Data are the actual pieces of information that you collect through your study. For example, if you ask five of your friends how many pets they own, they might give you the following data: 0, 2, 1, 4, 18. (The fifth friend might count each of their aquarium fish as a separate pet — and who are we to take that from them?) Not all data are numbers; let’s say you also record the gender of each of your friends, getting the following data: male, male, female, male, female.
Most data fall into one of two groups: numerical or categorical.
Numerical data
These data have meaning as a measurement, such as a person’s height, weight, IQ, or blood pressure; or they’re a count, such as the number of stock shares a person owns, how many teeth a dog has, or how many pages you can read of your favorite book before you fall asleep. (Statisticians also call numerical data quantitative data.)
Numerical data can be further broken into two types: discrete and continuous.
- Discrete data represent items that can be counted; they take on possible values that can be listed out. The list of possible values may be fixed (also called finite); or it may go from 0, 1, 2, on to infinity (making it countably infinite).For example, the number of heads in 100 coin flips takes on values from 0 through 100 (finite case), but the number of flips needed to get 100 heads takes on values from 100 (the fastest scenario) on up to infinity (if you never get to that 100th heads). Its possible values are listed as 100, 101, 102, 103 . . . (representing the countably infinite case).
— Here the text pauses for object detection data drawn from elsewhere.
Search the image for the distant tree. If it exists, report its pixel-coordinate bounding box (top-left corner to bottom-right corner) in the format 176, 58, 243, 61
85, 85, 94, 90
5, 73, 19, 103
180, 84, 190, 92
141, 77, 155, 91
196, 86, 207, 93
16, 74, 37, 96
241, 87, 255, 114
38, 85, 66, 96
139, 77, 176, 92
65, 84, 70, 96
- Continuous data represent measurements; their possible values cannot be counted and can only be described using intervals on the real number line. For example, the exact amount of gas purchased at the pump for cars with 20-gallon tanks would be continuous data from 0 gallons to 20 gallons, represented by the interval [0, 20], inclusive. You might pump 8.40 gallons, or 8.41, or 8.414863 gallons, or any possible number from 0 to 20. In this way, continuous data can be thought of as being uncountably infinite. For ease of recordkeeping, statisticians usually pick some point in the number to round off. Another example would be that the lifetime of a C battery can be anywhere from 0 hours to an infinite number of hours (if it lasts forever), technically, with all possible values in between. Granted, you don’t expect a battery to last more than a few hundred hours, but no one can put a cap on how long it can go (remember the Energizer Bunny?).
Categorical data
Categorical data represent characteristics such as a person’s gender, marital status, hometown, or the types of movies they like. Categorical data can take on numerical values (such as “1” indicating male and “2” indicating female), but those numbers don’t have mathematical meaning. You couldn’t add them together, for example. (Other names for categorical data are qualitative data, or Yes/No data.)
Ordinal data
Ordinal data mixes numerical and categorical data. The data fall into categories, but the numbers placed on the categories have meaning. For example, rating a restaurant on a scale from 0 (lowest) to 4 (highest) stars gives ordinal data.Ordinal data are often treated as categorical, where the groups are ordered when graphs and charts are made. However, unlike categorical data, the numbers do have mathematical meaning. For example, if you survey 100 people and ask them to rate a restaurant on a scale from 0 to 4, taking the average of the 100 responses will have meaning. This would not be the case with categorical data.